To link the chapel to his apartments, François I built a spectacular gallery whose panelling, stuccoes and frescoes by Italians Rosso and Primaticcio form a decor which left a lasting impression on European artistry and created the ‘School of Fontainebleau’. Just a little further on leads to the Ballroom between the courtyard and the gardens – a place of merriment and a feast for the eyes in the form of Nicolo dell’Abate’s lavish paintings made at the request of Henry II and Catherine de Medici. In inviting the Italian artists they were so fond of, the patronage of kings made the Château de Fontainebleau an epicentre of the Renaissance and Humanism.
Fontainebleau’s décor is testament to centuries of changing tastes and customs. The majestic sensual elegance of the large Renaissance stuccoed female nudes on the King’s Staircase (commissioned by Louis XV) is a reminder that this used to be the location of the bedroom belonging to the Duchess d’Étampes, mistress of François I. The Saint Louis Rooms located in the keep are reminiscent of the castle’s medieval past. The nearby ‘oval office’ was designed by the Flemish painter Ambroise Dubois at the request of Henri IV and was the scene of Louis XIII’s birth.
Moving further on, you come across the Galerie de Diane (Diana Gallery) that was transformed into a library under Napoleon III. You then enter the sumptuous Empress Room which has been occupied by every ruler from Marie de Medici to Empress Eugenie. The splendid bed is crowned by the figure of cupid with his finger pressed to his lips. It was originally intended for Marie-Antoinette, but it was Josephine, the wife of Napoleon I who used it. The Queen or Empress could go directly from her room to her private apartments in order to take a break from the stuffy confines of court etiquette in a more cosy setting. The Boudoir d’Argent (Silver Boudoir) created by Marie-Antoinette is an example of an extremely refined décor.

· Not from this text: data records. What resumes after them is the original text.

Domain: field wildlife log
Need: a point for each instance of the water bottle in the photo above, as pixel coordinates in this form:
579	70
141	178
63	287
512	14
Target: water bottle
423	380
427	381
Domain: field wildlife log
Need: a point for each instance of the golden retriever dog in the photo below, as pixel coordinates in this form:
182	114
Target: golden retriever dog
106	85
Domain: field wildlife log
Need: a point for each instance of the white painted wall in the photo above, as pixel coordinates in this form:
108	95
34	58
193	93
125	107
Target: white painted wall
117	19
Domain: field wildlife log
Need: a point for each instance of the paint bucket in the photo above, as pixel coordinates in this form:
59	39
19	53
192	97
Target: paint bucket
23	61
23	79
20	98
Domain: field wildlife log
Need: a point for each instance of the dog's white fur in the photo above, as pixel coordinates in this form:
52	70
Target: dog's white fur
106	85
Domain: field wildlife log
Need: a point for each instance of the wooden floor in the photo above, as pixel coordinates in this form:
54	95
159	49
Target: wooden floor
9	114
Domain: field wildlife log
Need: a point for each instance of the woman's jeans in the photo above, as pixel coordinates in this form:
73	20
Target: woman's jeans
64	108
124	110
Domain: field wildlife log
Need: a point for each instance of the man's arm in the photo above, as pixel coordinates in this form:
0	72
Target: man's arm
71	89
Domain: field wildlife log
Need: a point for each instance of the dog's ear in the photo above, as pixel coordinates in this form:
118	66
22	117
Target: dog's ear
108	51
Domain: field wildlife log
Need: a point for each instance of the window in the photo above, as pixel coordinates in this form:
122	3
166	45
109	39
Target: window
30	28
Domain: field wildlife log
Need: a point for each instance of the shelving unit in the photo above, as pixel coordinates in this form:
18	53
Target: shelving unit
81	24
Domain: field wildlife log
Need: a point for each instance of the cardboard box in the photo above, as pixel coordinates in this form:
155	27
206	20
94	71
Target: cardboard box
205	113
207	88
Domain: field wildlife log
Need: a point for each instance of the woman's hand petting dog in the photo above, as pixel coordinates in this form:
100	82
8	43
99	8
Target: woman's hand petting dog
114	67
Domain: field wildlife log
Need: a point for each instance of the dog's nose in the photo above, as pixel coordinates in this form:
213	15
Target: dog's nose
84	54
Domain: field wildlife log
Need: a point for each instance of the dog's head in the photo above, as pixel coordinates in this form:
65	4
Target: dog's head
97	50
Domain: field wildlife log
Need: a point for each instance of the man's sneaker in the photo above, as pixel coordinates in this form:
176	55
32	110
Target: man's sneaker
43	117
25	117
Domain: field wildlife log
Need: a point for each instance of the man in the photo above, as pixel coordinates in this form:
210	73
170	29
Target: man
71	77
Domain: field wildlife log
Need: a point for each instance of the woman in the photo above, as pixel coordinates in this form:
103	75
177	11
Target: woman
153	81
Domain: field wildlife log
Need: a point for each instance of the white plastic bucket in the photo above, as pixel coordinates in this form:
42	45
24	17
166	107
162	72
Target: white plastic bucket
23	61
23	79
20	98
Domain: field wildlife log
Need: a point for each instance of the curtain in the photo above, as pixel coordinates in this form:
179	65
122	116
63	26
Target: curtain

The doors open into the King’s bedroom which the courtiers accessed by passing through the antechambers and study. Napoleon I transformed it into a throne room – the only surviving example in France today.
At Fontainebleau, rulers preserved the heritage of past centuries while adapting the place for their own means. This is the fusion that Napoleon I describes in his memoirs as “ the true residence of Kings “.